The Africa Union and the ICC
I don’t know quite what to make of this story from the AP of July 3, 2009:
African leaders approve anti-ICC move
SIRTE, Libya (AP) — African leaders have approved a contentious decision to denounce the International Criminal Court and refuse to extradite Sudan’s President Omar al-Bashir.
The final decision by the African Union heads of state summit says AU members “shall not cooperate … in the arrest and transfer of the President of Sudan to the ICC.”
The story adds that “some leaders say there was strong dissent on the text. Benin Foreign Minister Jean-Marie Ehouzou says that Sudan’s neighbor, Chad, objected to the wording.”
At Complex Terrain Lab, Tim Stevens notes that the BBC carries the story as well and adds, “This can’t be good news.” Eric Posner at Volokh Conspiracy puts a broader gloss on it, suggesting that the move demonstrates the “limits of global legalism,” and adds that the ICC
is rapidly being downgraded to a development institution, one that can provide legal and judicial capacity to states that request its help in battles with insurgencies, such as Uganda and the Central African Republic.
The ICC as technical assistance and development organization? If so, it comes wrapped in very peculiar clothing – viz., the power in theory at least to compel its technical assistance. But I suppose that if this report from the AU meetings prove true, then it might turn out to be the ICC has its effects mostly under circumstances where it might look like an institution with independent teeth, but in actual performance is more like a technical assistance body that depends upon cooperation.
I myself have always thought that the question underlying the ICC is whether it is actually possible to have a judicial institution that is stronger than the political, social and cultural matrix from which judicial institutions ordinarily, in Weberian terms, derive their legitimacy and authority. Eric is expressing a material, realist skepticism; mine is a skepticism based in idealism, one that accepts notions of legitimacy as carrying genuine weight – but which then asks what the basis for legitimacy and authority is supposed to be, and what the theory of legitimacy is, if it does not otherwise satisfy classically Weberian conditions. The answer seemed to be, not a problem, because the ICC will address only such beyond-any-defense issues of genocide and crimes against humanity and obvious war crimes that the question of it being embedded in a pre-existing social order won’t matter. It will have its own legitimacy the way that Nuremberg is supposed to have a kind of auto-legitimation.

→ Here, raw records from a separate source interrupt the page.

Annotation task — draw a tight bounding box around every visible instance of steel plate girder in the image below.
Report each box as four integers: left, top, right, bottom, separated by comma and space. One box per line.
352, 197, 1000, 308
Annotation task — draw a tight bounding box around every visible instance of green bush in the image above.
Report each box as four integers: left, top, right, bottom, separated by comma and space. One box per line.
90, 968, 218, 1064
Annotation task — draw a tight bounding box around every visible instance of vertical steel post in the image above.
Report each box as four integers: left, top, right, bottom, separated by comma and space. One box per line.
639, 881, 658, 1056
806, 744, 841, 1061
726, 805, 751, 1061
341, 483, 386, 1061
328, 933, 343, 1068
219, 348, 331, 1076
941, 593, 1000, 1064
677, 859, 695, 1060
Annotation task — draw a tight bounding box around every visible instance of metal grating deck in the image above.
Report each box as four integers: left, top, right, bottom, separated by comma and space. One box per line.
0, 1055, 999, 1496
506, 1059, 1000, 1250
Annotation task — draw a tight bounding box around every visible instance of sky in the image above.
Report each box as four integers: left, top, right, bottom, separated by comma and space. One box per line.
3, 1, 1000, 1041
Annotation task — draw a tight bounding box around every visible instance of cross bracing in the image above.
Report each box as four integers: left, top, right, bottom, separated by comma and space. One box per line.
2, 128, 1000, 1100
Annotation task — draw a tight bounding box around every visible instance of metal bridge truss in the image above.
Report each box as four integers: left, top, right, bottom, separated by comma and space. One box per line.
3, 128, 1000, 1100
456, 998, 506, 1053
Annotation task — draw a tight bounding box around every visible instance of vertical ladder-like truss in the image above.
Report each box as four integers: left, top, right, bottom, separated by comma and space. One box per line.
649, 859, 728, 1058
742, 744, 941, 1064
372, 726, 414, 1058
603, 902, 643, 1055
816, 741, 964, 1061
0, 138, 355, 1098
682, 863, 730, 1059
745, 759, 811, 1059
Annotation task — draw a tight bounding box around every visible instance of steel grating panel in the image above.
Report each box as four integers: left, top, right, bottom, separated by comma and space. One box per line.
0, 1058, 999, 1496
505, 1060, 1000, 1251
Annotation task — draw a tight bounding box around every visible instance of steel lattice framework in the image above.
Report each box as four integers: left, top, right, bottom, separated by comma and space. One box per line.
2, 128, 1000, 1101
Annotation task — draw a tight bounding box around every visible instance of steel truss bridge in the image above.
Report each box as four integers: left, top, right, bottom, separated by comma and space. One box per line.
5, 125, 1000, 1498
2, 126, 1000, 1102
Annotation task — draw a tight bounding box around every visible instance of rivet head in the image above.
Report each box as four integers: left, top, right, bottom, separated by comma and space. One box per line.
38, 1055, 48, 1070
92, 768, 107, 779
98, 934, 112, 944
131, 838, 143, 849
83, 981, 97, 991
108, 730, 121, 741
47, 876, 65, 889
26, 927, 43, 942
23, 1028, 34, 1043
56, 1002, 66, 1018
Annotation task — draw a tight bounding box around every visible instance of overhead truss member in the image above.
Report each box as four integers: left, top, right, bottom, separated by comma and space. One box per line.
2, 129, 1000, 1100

Maybe that’s so, and maybe this resolution, if it turns out to be true and lasting, still won’t turn out to have bad effects. Maybe, for example, the EU and the US can put on enough political pressure that it is just another forgotten diplomatic declaration at some forgotten conference. One data point is not the stuff of infinite straight line extrapolation. But still, at first blush this doesn’t look like a great data point on the road to showing that the stuff of the ICC is so obviously bad, bad, bad in the eyes of the “international community” that it obviates the usual Weberian embedding of judicial orders within social and political ones.